Notation for crossover designs

David Afshartous writes,

I’m trying to adapt your p.361 code for data where the “groups” are patients w/ measurements over time.

for (j in 1:J){
    a[j] ~ dnorm (a.hat[j], tau.a)
    a.hat[j] <- g.0 + g.1*u[j]
  }

However, since it's a crossover study each patient has data on control and treatment. Thus if u[j] is the treatment indicator, u[j] will not be unique.

I'm relatively new to bugs and haven't seen any examples like this in your book. Is there a simple solution or could you point me to an example of bugs code that covers this?

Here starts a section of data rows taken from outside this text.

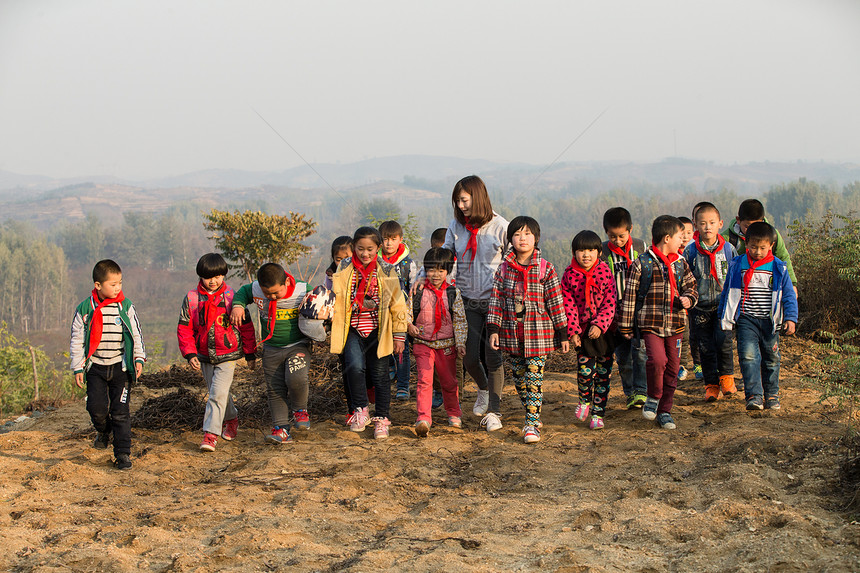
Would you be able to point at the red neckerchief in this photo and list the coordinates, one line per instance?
(392, 260)
(273, 305)
(748, 274)
(211, 305)
(712, 256)
(472, 244)
(589, 279)
(523, 270)
(364, 273)
(668, 260)
(437, 313)
(97, 321)
(628, 248)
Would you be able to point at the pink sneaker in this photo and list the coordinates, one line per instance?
(230, 429)
(209, 442)
(359, 420)
(380, 428)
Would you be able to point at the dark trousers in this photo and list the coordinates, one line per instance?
(714, 344)
(360, 361)
(107, 402)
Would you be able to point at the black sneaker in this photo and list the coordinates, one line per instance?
(102, 440)
(122, 462)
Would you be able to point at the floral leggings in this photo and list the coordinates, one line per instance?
(593, 381)
(528, 380)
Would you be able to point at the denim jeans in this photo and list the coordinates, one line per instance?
(359, 360)
(630, 356)
(758, 355)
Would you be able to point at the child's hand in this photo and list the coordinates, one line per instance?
(237, 315)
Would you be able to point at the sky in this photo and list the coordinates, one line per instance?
(140, 89)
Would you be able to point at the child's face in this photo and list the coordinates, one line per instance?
(524, 241)
(437, 276)
(758, 249)
(709, 224)
(391, 244)
(274, 292)
(343, 253)
(687, 234)
(618, 236)
(586, 258)
(110, 287)
(464, 203)
(365, 250)
(213, 283)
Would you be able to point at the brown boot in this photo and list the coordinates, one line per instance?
(712, 393)
(727, 384)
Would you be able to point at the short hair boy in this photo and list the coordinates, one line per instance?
(619, 252)
(286, 350)
(660, 286)
(395, 252)
(758, 301)
(752, 211)
(107, 353)
(709, 257)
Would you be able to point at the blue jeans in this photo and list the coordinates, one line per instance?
(359, 359)
(630, 356)
(758, 355)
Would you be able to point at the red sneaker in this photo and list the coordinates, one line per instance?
(230, 429)
(209, 442)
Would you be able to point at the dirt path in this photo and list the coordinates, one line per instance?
(726, 491)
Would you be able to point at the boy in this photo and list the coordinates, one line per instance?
(286, 352)
(619, 252)
(107, 353)
(759, 301)
(654, 311)
(438, 328)
(212, 345)
(395, 252)
(709, 257)
(752, 211)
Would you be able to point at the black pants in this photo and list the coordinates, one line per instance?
(107, 402)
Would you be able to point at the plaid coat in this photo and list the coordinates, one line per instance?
(545, 322)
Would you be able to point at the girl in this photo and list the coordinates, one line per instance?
(526, 309)
(477, 235)
(589, 301)
(369, 324)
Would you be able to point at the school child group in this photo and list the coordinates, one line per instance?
(484, 289)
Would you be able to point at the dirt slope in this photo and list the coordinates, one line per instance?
(725, 491)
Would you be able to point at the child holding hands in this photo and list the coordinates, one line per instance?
(526, 317)
(589, 301)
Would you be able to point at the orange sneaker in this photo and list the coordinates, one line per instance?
(727, 384)
(712, 393)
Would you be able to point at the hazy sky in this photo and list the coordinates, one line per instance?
(150, 88)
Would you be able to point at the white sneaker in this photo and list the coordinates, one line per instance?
(492, 422)
(482, 402)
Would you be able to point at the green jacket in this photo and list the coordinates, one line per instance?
(733, 235)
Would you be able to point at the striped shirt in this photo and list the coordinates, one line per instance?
(758, 300)
(110, 349)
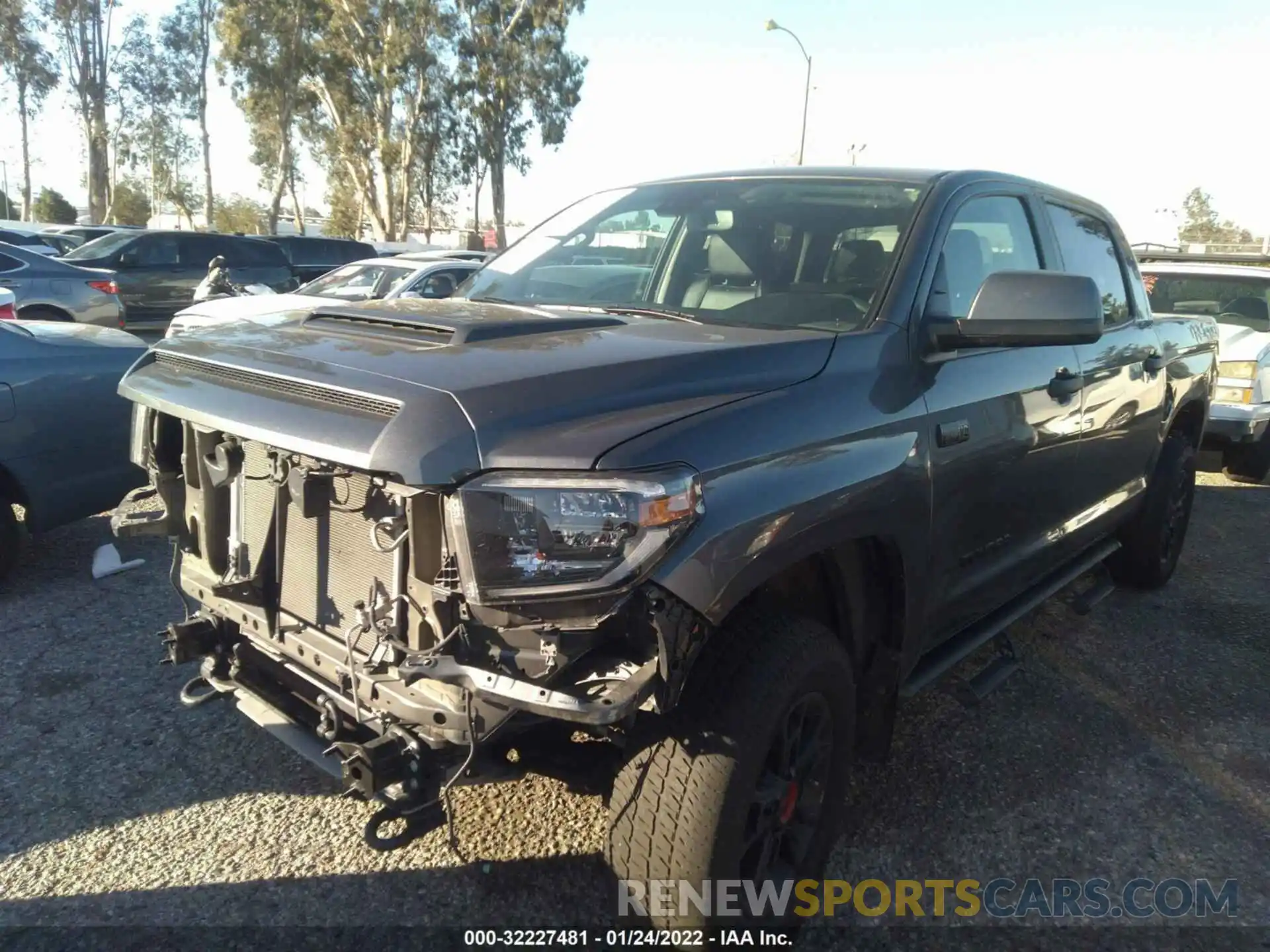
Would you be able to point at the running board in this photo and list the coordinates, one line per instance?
(945, 656)
(304, 743)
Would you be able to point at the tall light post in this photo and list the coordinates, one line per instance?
(807, 92)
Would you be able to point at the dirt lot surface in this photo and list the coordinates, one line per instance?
(1134, 743)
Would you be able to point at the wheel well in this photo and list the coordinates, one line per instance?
(51, 309)
(857, 590)
(1189, 422)
(11, 491)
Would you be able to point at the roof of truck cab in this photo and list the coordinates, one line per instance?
(915, 177)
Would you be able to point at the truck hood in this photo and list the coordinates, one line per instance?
(1236, 343)
(433, 391)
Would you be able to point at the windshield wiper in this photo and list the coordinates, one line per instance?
(668, 314)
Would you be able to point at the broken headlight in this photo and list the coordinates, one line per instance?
(523, 536)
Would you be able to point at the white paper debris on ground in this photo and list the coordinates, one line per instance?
(106, 561)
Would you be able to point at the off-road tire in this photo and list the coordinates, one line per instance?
(11, 537)
(1152, 542)
(680, 807)
(1248, 462)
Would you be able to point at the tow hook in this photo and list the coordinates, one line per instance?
(190, 640)
(415, 823)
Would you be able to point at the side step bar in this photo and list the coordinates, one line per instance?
(945, 656)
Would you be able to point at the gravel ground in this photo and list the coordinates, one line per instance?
(1134, 743)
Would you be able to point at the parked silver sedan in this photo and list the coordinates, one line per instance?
(48, 290)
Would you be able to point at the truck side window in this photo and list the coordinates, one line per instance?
(1089, 249)
(988, 235)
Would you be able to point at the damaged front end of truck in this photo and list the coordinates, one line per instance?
(375, 600)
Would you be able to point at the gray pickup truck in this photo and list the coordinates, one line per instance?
(798, 444)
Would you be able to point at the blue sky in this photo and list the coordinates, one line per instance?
(1130, 103)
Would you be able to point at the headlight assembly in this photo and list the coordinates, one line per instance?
(530, 536)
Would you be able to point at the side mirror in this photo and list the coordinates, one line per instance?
(1024, 309)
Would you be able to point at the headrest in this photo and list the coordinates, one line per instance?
(724, 262)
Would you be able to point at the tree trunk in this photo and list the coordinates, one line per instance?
(26, 154)
(497, 187)
(98, 165)
(298, 210)
(207, 13)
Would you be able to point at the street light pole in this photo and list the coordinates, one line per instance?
(807, 91)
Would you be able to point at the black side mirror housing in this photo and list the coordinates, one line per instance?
(1024, 309)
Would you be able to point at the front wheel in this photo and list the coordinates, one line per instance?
(749, 782)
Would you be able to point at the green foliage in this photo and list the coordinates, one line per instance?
(346, 210)
(1202, 225)
(130, 204)
(54, 208)
(239, 214)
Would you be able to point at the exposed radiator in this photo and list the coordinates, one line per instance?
(328, 561)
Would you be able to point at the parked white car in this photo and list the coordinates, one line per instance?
(1238, 299)
(372, 278)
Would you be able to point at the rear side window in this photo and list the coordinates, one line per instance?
(990, 234)
(255, 253)
(1089, 249)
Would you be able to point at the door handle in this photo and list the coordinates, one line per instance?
(1064, 383)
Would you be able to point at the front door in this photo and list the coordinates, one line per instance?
(1005, 428)
(145, 272)
(1122, 374)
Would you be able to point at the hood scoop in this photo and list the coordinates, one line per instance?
(390, 319)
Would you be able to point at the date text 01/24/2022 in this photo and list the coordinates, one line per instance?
(585, 938)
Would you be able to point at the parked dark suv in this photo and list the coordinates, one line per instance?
(313, 257)
(158, 270)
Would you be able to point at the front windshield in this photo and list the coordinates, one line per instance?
(1242, 301)
(99, 248)
(357, 282)
(773, 252)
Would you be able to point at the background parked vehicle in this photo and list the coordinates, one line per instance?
(724, 504)
(376, 278)
(1238, 296)
(458, 255)
(64, 429)
(313, 257)
(158, 270)
(28, 240)
(55, 290)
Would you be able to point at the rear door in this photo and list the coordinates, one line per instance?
(1123, 393)
(1005, 424)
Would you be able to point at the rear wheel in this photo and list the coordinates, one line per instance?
(11, 537)
(1152, 542)
(749, 782)
(1248, 462)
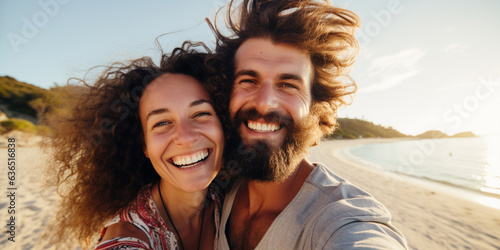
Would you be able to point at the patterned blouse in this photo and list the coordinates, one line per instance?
(144, 214)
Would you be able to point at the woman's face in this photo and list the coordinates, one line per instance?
(182, 133)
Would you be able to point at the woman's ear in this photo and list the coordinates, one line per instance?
(145, 150)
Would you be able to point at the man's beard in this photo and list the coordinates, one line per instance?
(259, 161)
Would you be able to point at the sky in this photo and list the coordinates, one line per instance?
(422, 65)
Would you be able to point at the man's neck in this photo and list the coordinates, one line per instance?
(257, 205)
(275, 196)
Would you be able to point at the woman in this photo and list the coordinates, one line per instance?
(138, 154)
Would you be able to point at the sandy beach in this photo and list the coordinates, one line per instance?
(430, 217)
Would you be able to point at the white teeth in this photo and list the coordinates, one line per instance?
(262, 127)
(186, 160)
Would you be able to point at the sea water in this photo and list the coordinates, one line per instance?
(471, 163)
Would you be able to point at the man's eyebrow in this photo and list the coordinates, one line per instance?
(287, 76)
(247, 72)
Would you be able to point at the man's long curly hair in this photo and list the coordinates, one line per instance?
(98, 162)
(320, 30)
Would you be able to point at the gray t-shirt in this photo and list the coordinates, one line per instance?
(327, 213)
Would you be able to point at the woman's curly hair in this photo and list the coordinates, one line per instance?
(98, 160)
(322, 31)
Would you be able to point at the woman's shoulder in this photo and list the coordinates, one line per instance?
(123, 235)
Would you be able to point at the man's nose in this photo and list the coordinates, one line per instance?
(265, 98)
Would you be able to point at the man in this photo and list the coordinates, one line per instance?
(290, 60)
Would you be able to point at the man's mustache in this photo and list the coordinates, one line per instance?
(270, 117)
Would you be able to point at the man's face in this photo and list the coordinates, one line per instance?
(269, 108)
(273, 81)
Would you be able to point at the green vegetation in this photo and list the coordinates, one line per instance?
(18, 95)
(30, 101)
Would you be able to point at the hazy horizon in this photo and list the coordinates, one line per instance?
(423, 65)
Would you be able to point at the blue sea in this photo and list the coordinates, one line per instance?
(470, 163)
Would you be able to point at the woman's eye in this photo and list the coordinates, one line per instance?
(202, 114)
(247, 81)
(159, 124)
(288, 85)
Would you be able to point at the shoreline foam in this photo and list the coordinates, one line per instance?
(428, 216)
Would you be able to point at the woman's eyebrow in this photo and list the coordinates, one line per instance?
(156, 112)
(199, 102)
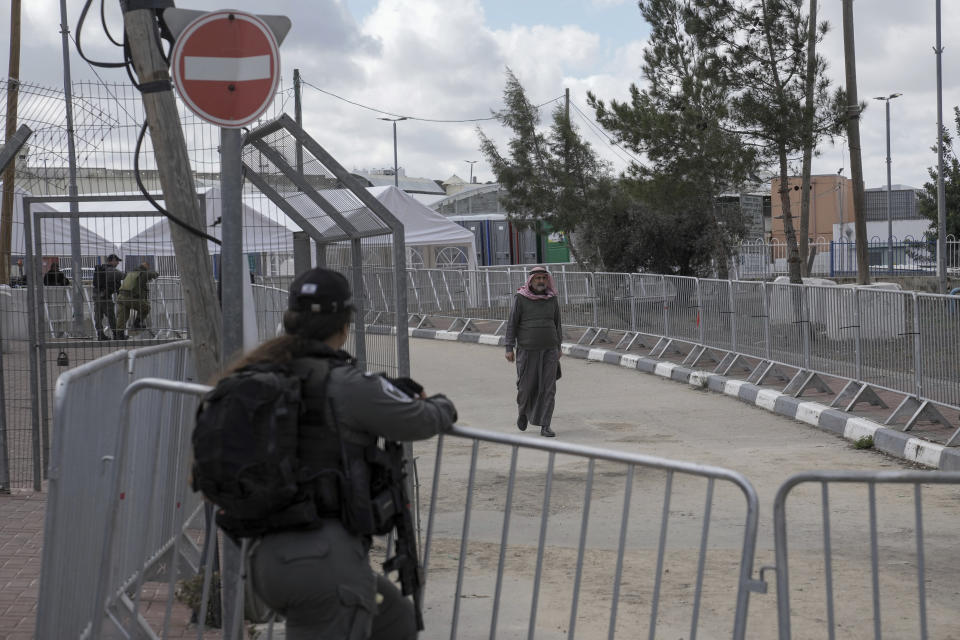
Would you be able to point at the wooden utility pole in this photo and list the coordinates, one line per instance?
(853, 139)
(808, 137)
(13, 93)
(179, 191)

One option would be to re-number the patient IDs such that the same patient has two IDs, one for control and one for treatment, but as expected this yields different parameter estimates when say running lmer().

PS - FYI, u[j] doesn't seem to be defined previously in the chapter; whereas the rest of the chapter seems to be self-contained. Did I miss something? Where is the variable u first defined?

My reply: In this case, you could use "i" for measurement, j[i] for patient, t[i] for time, and T[i] for treatment. You can then have patient effects and treatment effects and time effects and various potential interactions.

Also, in response to the u[j] question: for the radon example, that's the county-level uranium measurement (thus, a group-level predictor).